For the purpose of her class, Ortiz showed her students how they could direct those feelings into writing a play, but at a deeper level she was connecting everyone in her class to one another in the same way Sanchez did for her experimental theatre class with the 40 questions exercise.

Tierra y Cuerpo is a program designed to both teach adults the basics of theater writing and performance, but also to bring together people from all different backgrounds. Though classes are held in West Kensington, there are participants from South Jersey and the Philadelphia suburbs. Even for the students from the neighborhood, it gives them more familiar faces to look for while navigating their days.

“People here are meeting for the first time,” said Ortiz. “Now they know each other.”

For playwriting student H.C. Davis, thanks to the sharing activities, her classmates now feel like family.

“I’ve been coming here a few weeks, and I can already feel like I have brothers and sisters and uncles—even the uncles you don’t want to see all the time,” she said.

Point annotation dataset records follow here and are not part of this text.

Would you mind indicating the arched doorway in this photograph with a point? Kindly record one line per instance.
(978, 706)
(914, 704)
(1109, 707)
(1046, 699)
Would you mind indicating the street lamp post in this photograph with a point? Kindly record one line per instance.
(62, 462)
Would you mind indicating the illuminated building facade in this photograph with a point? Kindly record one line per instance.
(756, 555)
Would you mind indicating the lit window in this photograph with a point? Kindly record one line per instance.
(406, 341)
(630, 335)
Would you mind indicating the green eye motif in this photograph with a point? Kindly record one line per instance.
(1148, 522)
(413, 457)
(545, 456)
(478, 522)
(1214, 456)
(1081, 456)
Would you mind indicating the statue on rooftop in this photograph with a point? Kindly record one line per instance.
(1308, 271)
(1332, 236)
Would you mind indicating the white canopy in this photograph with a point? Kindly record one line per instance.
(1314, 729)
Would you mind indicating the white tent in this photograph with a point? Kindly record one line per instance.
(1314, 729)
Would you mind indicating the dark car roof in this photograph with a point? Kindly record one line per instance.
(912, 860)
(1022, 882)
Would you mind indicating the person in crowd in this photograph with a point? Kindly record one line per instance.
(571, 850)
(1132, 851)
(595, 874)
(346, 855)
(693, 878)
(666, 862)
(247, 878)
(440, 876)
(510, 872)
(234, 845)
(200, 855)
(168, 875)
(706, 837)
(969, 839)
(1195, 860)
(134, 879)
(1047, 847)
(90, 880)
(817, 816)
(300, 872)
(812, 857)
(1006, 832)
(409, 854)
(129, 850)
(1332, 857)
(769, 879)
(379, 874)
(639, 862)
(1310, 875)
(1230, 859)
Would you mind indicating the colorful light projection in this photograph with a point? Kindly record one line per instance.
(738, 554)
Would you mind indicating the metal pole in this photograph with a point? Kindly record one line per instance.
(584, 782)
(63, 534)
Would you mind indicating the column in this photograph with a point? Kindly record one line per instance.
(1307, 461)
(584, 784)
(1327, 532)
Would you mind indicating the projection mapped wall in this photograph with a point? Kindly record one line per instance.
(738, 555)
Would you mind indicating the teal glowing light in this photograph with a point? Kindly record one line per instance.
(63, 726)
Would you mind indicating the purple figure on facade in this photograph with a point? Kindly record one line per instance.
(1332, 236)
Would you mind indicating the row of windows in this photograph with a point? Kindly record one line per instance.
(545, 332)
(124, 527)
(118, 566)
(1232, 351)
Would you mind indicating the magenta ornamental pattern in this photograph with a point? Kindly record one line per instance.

Chaturvedi shared the same sentiment about her peers in the experimental theater class.

“I feel like I’ve known them way longer than I have,” she said.

Davis also said it’s important to have a program in a community where art opportunities are limited and its residents don’t have an outlet for their experiences.

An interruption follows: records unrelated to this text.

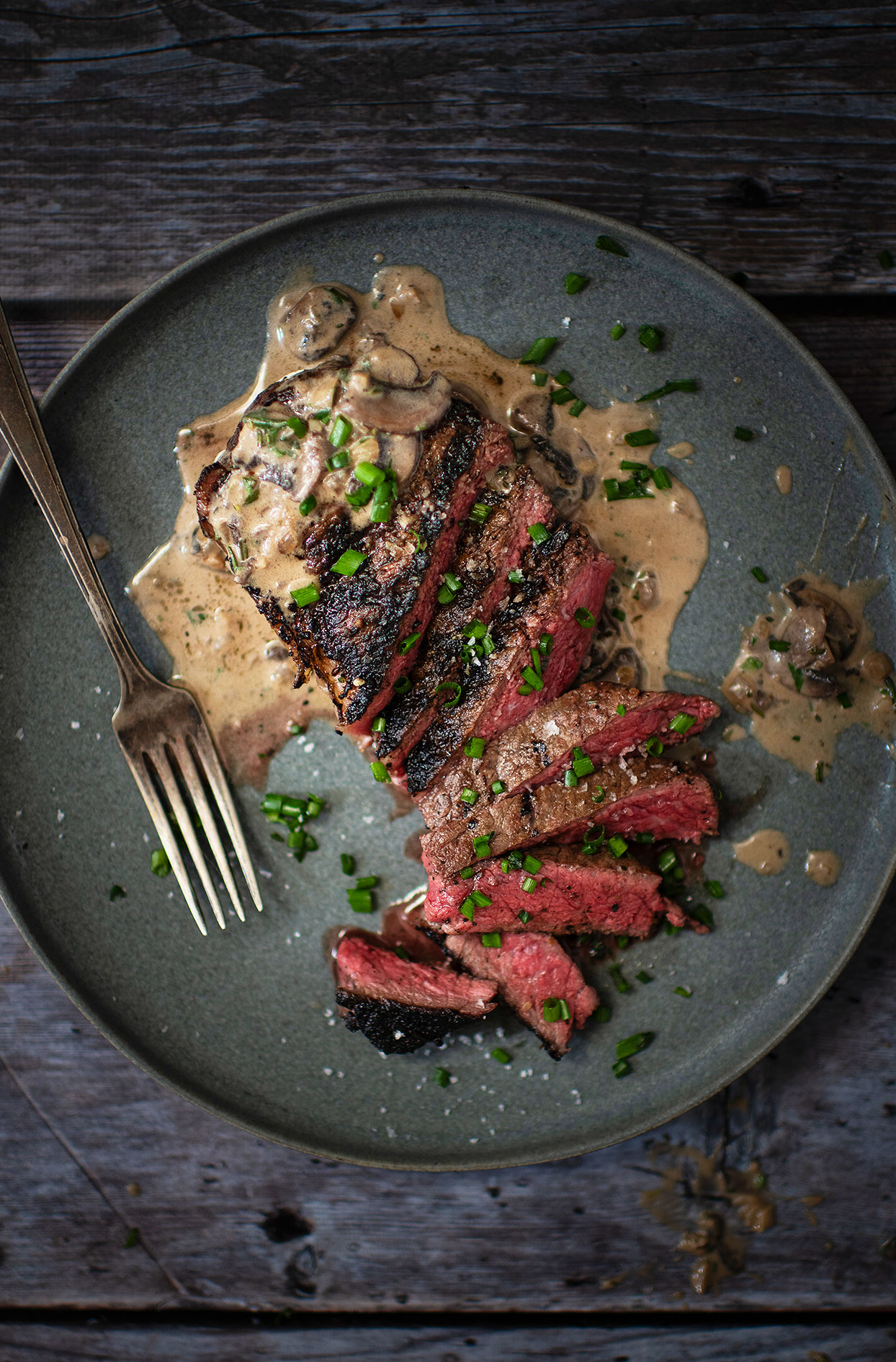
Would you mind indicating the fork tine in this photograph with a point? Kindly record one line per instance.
(168, 840)
(209, 760)
(186, 824)
(198, 792)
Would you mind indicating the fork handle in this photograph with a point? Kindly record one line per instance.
(21, 431)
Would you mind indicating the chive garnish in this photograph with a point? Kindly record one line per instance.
(673, 386)
(305, 595)
(634, 1045)
(539, 350)
(160, 864)
(610, 244)
(349, 563)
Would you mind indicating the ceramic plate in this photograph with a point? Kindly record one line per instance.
(241, 1023)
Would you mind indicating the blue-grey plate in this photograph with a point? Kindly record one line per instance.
(241, 1023)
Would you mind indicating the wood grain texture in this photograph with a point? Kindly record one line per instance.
(586, 1343)
(230, 1222)
(758, 136)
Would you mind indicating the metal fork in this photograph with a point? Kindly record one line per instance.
(161, 728)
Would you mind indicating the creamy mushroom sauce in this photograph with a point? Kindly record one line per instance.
(802, 726)
(224, 649)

“When you grow up in an area like this you kind of have to have this suit of armor on,” she said. “But when you come here, you can take all those layers off and just show up as your authentic self.”

This again, hits a pillar of Tierra y Cuerpo and Power Street’s message. Ortiz and Sanchez lead lives enriched by theater, and they want to pass that on to as many as they can.

“I see what that [theatre] has done for my life and I want to make sure other people have that as well for free and no other reason than I know how important this is,” said Ortiz.

Charlyn Griffith, also known as the artist Oro Ori and a student in the experimental theater class, expanded upon the idea of community and Power Street’s ability to affect it with Tierra y Cuerpo. According to her, the program allows her to embrace and connect with the individuals and facets of identity within a single community.

“Here I’m able to connect with the immigrant part of myself. I’m able to connect with the Caribbean part, the very young part, an elder,” said Griffith. “This is a sort of microcosm community.”

In one class, students hear homages to hometowns, stories of love and loss, conflicts of modernity and tradition and struggles to fit in. By confronting those different experiences as different parts of a single community, the class’ participants can come to grips with the many differences and issues that make up their complex neighborhoods.

“It’s not us/them,” said Griffith, “it’s like: ‘Oh shit, we really do have a lot of nuance that needs to get addressed.”

And Griffith believes Sanchez and Ortiz are more than capable to address and overcome those differences.

“This thing that Power Street has embarked upon, this journey with the community, with the neighborhood, is the thing that communities deserve,” she said.

Students from Ortiz’s playwriting class and Sanchez’s experimental theater class will present their work on May 11 from 5 to 8 p.m. at Las Parceles Garden at 2248 N Palethorp Street. The event is the first part of Power Street Theatre Company’s larger Theatre Al Fresco showcase for the community, which also includes a Comedy Cabaret on June 1 and a Power Slam on Aug. 17. All events will also have open mic portions and are pay what you can.